Home Forums Main YANAP Discussion Forum This, that, and automatic modes Reply To: This, that, and automatic modes


Auto modes vs Manual mode and choices of metering modes are interesting discussions. I used to shoot slide film, digital has made life easier as you get instant feedback, be it the monitor or the histogram. Personally, I find the histogram more reliable than the monitor.

This set of photos is from a wedding last month. I don’t know if it will clarify anything or just muddy the discussion further, but here are four photos, three viewed in Camera Raw so you can see the histograms and the fourth is the one that was used on my web page.

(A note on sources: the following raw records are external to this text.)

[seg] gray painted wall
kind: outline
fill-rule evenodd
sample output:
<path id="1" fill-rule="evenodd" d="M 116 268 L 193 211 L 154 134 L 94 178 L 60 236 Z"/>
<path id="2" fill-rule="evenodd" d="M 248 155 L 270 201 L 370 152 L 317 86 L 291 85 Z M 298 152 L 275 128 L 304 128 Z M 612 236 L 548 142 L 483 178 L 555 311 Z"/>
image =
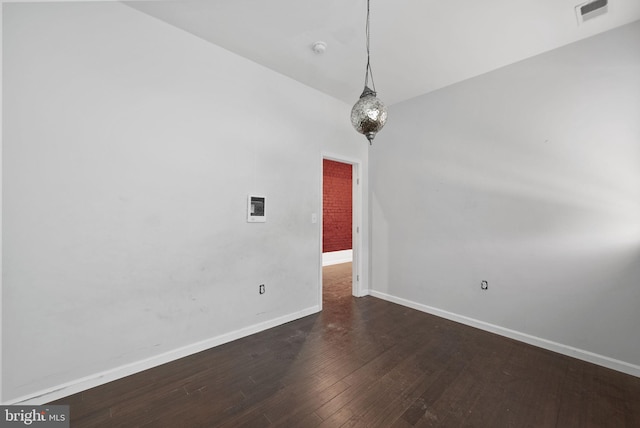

The wedding was shot by a professional photographer, and this was taken from their web page: Manual mode, 1/160th, f/2.5, ISO 6400, Canon 85 mm f/1.2 L lens

This is one of mine, opened in ACR, with defaults: Program Mode, 1/60th, f/3.5, Exp Comp +1/3, ISO 1600, flash comp 0, Canon 24 mm f/1.4 L lens

This is another of mine, opened in ACR, with defaults: Program Mode, 1/200th, f/1.8, Exp Comp +1/3, ISO 1600, flash comp -2, Canon 24 mm f/1.4 L lens

This is the photo that went on my page: Program Mode, processed in ACR, it was taken between the Program Mode and Aperture Priority photos shown above, with the same settings as the other Program Mode shot, then processed using both Fill and Recovery sliders as well as Lens Correction to remove keystoning.

A final thought for this post is that had I realized this discussion was coming, I would have taken a shot of the cake in manual mode as well, but I don’t bother with manual mode for shots that don’t benefit from using manual mode, so I borrowed someone else’s photo since the subject, time lighting and even camera bodies were similar, they chose a different lens but we both used Canon 5D Mk III bodies. The mode does not make a huge difference to the image unless you want to deviate from what program mode provides, mostly control of aperture to affect depth of field. As far as exposure, you can alter ISO, shutter and aperture; as long as you keep balance the exposure should be the same, and from the examples above we can see that manual mode is not a magic solution.